Thanks for your time,
Ken
Regular readers may recall when I pointed out Why I think the thread locale really stinks.
(In fact, I was asked not too long ago to help clean up some of the bad usages of the thread locale in various parts of Windows in shell32.dll and shlwapi.dll, something I will probably be working on shortly!)
Anyway, after Ken pointed out that the use of _CONVERSION_DONT_USE_THREAD_LOCALE works around the problem, it seems pretty obvious that CP_THREAD_ACP is none other than the LOCALE_IDEFAULTANSICODEPAGE as returned by GetLocaleInfo with the return of GetThreadLocale as the LCID.
Now the thread code page is a pretty shaky thing, and not only for the reason that make me feel like the thread locale stinks. Imagine basing code page conversions on something that any code running in the thread can change any time. Yuck!

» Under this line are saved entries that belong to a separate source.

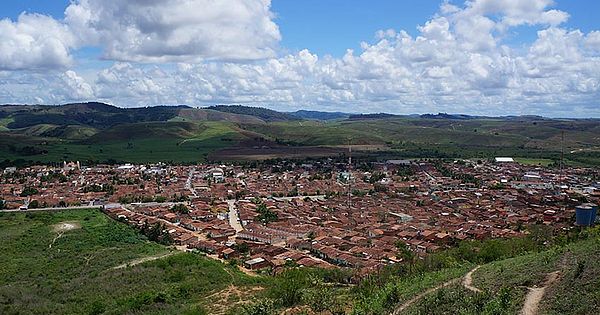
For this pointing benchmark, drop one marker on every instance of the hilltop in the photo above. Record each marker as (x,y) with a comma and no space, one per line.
(96,265)
(101,132)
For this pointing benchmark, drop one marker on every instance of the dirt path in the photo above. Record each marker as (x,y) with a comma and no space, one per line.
(419,296)
(468,281)
(535,295)
(63,227)
(143,260)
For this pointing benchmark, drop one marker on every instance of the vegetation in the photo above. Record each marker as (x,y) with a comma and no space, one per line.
(180,208)
(78,275)
(265,215)
(95,132)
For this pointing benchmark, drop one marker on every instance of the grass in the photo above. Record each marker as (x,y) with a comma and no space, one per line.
(380,300)
(578,289)
(532,161)
(456,299)
(504,284)
(170,145)
(76,275)
(182,141)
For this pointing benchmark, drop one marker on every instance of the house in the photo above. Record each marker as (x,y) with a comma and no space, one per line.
(257,263)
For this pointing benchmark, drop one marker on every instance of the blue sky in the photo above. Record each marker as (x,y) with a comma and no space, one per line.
(470,56)
(333,26)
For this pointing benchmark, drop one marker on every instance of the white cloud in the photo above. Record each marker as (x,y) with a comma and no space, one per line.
(457,62)
(75,87)
(177,30)
(34,42)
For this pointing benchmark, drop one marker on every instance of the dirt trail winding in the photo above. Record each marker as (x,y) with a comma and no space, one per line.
(466,282)
(143,260)
(535,295)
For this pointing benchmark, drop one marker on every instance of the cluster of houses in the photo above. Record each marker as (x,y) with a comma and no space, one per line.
(316,217)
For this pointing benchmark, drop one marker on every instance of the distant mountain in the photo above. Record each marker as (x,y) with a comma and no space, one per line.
(317,115)
(371,116)
(449,116)
(102,116)
(260,112)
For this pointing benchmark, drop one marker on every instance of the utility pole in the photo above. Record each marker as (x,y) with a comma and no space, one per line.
(349,175)
(562,157)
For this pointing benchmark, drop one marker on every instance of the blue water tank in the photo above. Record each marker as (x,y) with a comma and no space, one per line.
(594,212)
(583,215)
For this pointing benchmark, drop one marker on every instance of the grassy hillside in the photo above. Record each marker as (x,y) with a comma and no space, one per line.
(99,132)
(47,271)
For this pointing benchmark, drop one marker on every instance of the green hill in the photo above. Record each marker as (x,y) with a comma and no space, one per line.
(75,131)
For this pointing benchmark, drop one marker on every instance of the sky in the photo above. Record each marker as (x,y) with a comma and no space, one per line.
(481,57)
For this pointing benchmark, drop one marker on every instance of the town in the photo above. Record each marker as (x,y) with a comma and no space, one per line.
(323,213)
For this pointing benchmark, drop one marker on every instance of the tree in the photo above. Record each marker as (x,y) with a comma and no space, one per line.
(404,252)
(180,208)
(28,191)
(265,215)
(34,204)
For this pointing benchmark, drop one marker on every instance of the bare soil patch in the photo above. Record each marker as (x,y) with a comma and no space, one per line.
(66,226)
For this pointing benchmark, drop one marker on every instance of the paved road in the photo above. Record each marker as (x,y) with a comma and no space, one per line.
(53,209)
(188,183)
(315,197)
(234,219)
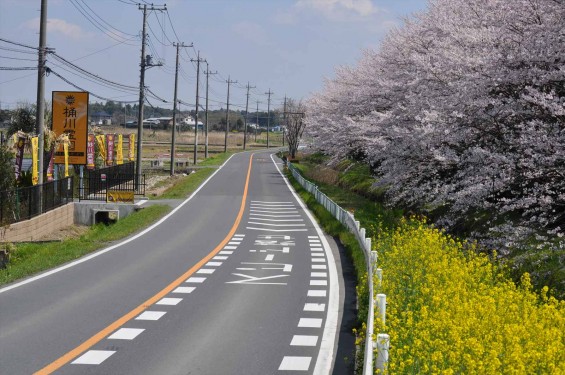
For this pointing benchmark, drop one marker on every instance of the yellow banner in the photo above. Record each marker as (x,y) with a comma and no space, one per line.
(66,156)
(70,117)
(119,151)
(101,141)
(120,196)
(132,147)
(34,154)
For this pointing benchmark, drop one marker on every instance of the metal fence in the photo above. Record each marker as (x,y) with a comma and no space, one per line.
(96,183)
(23,203)
(348,220)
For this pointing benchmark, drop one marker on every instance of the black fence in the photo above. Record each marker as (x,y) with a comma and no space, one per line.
(23,203)
(118,178)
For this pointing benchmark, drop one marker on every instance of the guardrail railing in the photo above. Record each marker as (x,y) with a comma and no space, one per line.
(348,220)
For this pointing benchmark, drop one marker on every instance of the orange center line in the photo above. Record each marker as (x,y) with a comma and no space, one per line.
(72,354)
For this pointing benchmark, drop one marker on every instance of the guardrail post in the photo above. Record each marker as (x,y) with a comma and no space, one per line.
(379,273)
(383,343)
(381,307)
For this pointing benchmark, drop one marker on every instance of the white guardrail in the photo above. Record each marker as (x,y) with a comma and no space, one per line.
(347,219)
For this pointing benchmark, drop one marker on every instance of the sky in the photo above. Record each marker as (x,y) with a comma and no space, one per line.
(287,47)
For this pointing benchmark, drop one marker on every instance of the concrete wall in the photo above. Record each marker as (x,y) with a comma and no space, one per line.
(39,226)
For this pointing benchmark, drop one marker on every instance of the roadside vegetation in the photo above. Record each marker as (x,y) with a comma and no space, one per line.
(451,308)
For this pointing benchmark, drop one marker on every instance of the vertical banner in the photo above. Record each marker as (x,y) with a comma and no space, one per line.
(20,143)
(110,149)
(70,117)
(49,168)
(90,153)
(119,150)
(131,154)
(66,155)
(34,156)
(101,146)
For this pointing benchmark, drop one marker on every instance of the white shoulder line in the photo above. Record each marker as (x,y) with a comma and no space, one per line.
(325,360)
(103,251)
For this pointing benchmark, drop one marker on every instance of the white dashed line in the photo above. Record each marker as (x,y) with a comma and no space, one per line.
(93,357)
(151,315)
(314,307)
(310,323)
(206,271)
(126,334)
(302,340)
(184,289)
(319,282)
(169,301)
(317,293)
(193,279)
(295,363)
(318,274)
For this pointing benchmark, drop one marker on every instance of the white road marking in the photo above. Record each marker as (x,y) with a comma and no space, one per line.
(314,307)
(169,301)
(303,340)
(318,282)
(93,357)
(263,215)
(184,289)
(126,334)
(151,315)
(277,230)
(276,220)
(295,363)
(207,271)
(193,279)
(277,225)
(310,323)
(316,293)
(318,274)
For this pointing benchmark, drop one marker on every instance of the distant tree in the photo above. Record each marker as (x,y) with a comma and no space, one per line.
(294,123)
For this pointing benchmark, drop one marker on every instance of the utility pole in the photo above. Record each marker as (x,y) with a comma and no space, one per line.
(40,111)
(206,125)
(145,63)
(175,108)
(268,114)
(284,117)
(257,120)
(229,82)
(246,115)
(198,60)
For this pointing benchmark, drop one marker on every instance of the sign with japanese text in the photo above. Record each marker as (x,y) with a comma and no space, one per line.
(70,117)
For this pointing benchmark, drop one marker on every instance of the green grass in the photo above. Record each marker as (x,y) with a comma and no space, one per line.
(30,258)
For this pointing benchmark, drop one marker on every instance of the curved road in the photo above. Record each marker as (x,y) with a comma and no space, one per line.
(238,279)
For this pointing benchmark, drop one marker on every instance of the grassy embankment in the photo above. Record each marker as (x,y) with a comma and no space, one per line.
(450,308)
(27,259)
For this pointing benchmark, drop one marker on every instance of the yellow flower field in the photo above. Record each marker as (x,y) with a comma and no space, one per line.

In fact, it is downright nasty that ATL and MFC made a breaking change in version 7.0 in this area (as described here):
String Conversions
In versions of ATL up to and including ATL 3.0 in Visual C++ 6.0, string conversions using the macros in atlconv.h were always performed using the ANSI code page of the system (CP_ACP). Starting with ATL 7.0 in Visual C++ .NET, string conversions are performed using the default ANSI code page of the current thread, unless _CONVERSION_DONT_USE_THREAD_LOCALE is defined, in which case the ANSI code page of the system is used as before.
Note that the string conversion classes, such as CW2AEX, allow you to pass a code page to use for the conversion to their constructors. If a code page is not specified, the classes use the same code page as the macros.
For more information, see ATL and MFC String Conversion Macros.
Yuck. I hate breaking changes that are bad. And this is definitely one of them. :-(
Sorry Ken, the strange differences here are kind of by [bad] design. And your workaround is actually the fix here -- it works around what I consider a breaking change that breaks a little bit of ATL here.
In the end, my best advice is to NEVER use either the thread locale or the thread code page. For anything. Ever....
This post brought to you by װ (U+05f0, a.k.a. HEBREW LIGATURE YIDDISH DOUBLE VAV)